Readers who follow workers’ compensation issues in Missouri may already know that most awards for cases of work illness and injury are capped at certain amounts. However, state law makes an exception for chronic conditions that develop over time. People claiming this sort of workplace injury may bring their case in civil court, outside the Missouri workers’ comp system. This means that the damages awarded may be significantly larger, possibly closer to the harm the plaintiff actually suffered.
A worker at a Missouri plant has won his lawsuit against his employer over severe lung damage he suffered by being exposed to toxic chemicals.

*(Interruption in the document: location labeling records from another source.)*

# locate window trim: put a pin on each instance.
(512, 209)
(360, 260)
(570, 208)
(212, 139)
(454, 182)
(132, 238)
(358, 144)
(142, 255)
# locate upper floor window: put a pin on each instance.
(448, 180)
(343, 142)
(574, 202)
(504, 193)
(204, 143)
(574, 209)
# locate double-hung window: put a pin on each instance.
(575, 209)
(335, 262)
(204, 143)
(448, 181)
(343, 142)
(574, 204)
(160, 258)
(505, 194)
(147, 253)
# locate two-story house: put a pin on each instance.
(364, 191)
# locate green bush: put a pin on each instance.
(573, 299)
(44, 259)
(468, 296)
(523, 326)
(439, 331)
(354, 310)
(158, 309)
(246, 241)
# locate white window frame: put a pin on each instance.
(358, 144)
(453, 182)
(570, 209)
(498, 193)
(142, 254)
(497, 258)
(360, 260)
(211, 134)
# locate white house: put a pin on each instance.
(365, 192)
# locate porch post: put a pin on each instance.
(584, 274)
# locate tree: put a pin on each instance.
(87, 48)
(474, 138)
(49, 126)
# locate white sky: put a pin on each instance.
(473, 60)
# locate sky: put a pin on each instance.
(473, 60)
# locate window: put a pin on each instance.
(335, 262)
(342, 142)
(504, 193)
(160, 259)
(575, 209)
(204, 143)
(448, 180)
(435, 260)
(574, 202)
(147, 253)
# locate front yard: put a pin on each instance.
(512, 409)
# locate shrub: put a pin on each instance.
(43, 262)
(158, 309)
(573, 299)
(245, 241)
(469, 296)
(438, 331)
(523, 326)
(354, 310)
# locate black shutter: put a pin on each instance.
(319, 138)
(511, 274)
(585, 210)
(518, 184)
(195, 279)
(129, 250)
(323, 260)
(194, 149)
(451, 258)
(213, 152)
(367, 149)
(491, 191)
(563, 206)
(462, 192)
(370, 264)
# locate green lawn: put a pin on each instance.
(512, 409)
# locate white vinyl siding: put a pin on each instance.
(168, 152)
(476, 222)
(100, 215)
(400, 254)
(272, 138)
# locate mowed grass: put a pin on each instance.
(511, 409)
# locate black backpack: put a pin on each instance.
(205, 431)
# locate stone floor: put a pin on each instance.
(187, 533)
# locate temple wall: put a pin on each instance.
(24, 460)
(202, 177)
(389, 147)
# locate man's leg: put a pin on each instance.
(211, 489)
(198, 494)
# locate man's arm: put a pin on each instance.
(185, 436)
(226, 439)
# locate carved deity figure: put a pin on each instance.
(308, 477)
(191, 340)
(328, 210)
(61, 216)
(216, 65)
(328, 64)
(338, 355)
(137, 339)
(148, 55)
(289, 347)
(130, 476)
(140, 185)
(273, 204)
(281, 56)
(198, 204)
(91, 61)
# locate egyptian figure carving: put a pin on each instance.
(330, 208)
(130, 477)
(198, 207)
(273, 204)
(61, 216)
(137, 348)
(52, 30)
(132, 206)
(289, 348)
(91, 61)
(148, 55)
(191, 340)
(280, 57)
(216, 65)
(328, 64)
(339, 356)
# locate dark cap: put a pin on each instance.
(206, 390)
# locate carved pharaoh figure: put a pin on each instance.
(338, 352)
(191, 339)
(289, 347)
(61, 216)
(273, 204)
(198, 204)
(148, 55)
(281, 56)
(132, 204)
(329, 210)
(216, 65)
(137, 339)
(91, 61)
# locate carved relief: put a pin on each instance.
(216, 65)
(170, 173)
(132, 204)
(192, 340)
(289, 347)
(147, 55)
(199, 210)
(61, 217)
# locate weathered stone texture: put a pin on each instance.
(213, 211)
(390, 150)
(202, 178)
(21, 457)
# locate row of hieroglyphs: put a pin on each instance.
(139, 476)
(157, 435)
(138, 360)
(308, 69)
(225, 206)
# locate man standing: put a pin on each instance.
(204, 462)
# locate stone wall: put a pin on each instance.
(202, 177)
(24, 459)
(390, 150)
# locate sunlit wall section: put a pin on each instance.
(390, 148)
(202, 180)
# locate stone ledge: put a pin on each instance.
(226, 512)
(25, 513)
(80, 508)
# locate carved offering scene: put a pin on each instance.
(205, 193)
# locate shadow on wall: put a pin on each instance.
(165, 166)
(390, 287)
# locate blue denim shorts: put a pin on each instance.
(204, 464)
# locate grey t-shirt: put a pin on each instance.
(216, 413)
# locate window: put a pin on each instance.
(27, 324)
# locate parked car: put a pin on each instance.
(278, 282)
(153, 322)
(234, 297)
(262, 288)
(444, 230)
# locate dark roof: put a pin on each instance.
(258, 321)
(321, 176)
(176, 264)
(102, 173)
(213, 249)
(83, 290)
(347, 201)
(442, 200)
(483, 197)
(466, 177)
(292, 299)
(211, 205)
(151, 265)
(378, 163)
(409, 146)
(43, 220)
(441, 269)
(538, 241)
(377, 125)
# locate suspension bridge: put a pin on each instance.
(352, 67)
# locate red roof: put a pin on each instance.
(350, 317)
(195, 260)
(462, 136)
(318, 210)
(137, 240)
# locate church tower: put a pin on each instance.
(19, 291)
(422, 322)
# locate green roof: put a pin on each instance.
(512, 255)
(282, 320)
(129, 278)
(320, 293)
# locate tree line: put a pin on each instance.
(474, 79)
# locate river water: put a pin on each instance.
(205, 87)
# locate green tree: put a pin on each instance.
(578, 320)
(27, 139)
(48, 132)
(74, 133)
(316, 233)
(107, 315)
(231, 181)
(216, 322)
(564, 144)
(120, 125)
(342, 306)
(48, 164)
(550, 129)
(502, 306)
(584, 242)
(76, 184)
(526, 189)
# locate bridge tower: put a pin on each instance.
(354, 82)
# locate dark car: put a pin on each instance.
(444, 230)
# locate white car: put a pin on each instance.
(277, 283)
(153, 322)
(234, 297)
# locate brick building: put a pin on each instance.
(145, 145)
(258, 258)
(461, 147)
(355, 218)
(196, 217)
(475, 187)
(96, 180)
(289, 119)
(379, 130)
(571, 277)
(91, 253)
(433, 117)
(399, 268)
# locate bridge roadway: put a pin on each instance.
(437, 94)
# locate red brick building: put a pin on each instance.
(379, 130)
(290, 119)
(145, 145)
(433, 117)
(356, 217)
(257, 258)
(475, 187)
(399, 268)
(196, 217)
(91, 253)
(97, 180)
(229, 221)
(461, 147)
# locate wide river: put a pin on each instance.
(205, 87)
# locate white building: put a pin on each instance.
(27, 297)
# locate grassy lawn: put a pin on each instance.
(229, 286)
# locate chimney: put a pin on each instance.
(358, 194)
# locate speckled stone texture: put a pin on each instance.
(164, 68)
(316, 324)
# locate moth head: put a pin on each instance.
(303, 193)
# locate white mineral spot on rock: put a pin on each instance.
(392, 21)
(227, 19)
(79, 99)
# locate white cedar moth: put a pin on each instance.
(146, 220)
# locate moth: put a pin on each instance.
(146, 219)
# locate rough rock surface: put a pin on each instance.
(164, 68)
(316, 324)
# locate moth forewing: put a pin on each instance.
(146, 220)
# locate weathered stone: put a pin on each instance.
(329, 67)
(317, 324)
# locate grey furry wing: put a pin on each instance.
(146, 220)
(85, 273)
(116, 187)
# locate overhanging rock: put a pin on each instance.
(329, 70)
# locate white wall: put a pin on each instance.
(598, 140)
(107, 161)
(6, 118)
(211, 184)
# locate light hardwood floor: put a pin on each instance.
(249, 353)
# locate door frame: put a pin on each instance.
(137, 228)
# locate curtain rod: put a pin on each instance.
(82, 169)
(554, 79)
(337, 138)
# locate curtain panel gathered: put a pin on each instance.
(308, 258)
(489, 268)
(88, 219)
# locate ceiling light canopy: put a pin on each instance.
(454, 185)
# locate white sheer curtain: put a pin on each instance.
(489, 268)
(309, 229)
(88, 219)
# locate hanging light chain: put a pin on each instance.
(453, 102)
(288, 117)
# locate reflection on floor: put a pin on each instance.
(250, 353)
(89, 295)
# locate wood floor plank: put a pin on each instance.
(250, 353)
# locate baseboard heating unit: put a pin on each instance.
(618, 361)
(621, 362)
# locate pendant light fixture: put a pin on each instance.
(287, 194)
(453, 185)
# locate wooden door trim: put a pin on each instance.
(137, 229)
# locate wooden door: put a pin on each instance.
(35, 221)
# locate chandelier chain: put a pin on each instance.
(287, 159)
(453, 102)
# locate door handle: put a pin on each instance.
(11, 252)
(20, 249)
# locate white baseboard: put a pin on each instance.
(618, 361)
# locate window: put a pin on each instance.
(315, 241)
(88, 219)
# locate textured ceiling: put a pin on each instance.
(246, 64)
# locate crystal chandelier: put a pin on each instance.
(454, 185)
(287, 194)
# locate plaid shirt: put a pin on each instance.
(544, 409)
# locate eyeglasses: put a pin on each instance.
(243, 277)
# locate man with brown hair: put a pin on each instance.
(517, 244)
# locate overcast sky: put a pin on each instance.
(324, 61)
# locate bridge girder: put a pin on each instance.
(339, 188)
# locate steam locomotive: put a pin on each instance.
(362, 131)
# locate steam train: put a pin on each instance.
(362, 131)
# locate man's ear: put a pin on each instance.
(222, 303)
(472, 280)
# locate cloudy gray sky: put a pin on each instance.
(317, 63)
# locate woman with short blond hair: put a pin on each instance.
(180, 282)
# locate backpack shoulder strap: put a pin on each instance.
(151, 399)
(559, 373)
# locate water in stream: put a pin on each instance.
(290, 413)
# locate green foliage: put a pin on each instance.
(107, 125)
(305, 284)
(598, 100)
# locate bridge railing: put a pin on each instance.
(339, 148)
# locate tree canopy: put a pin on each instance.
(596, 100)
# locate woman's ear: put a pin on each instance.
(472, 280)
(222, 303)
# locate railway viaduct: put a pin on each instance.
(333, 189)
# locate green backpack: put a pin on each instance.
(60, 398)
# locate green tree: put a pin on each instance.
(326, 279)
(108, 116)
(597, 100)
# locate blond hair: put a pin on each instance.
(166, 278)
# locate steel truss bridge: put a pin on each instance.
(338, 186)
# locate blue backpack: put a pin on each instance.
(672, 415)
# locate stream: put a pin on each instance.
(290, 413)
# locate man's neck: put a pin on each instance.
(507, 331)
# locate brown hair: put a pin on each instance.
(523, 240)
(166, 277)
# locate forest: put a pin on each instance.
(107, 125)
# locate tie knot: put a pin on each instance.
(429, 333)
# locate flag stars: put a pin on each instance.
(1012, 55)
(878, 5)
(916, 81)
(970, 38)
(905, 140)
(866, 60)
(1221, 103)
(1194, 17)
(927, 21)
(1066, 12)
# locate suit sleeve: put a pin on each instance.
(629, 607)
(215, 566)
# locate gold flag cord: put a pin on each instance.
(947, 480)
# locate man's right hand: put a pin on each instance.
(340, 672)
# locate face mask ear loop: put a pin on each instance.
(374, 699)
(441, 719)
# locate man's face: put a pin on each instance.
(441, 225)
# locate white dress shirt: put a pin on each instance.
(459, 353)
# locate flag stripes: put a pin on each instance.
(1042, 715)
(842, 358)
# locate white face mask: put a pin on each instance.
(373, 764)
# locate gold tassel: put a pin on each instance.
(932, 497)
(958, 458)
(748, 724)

His attorney told the jury that his client’s employer, Copeland Scroll Compressors in Lebanon, knowingly failed to warn the plaintiff about the risk. Instead, he said, his client was a “human guinea pig” for the company. The jury found for the plaintiff and awarded him $28 million in damages.
The chemical in question is used to cool cutting tools at the plant. A ventilator was supposed to keep the vapor away from the plaintiff’s work station, but it failed and caused the chemical to form a cloud around him.
Bacteria and mold in the vapor entered his lungs, eventually causing him to develop hypersensitivity pneumonitis, a chronic lung condition that limits their function. Though the man continued to work at Copeland, he had to transfer to another job.
Most of the award — $23 million — was punitive, or to punish the company for its negligence. The rest was for actual damages.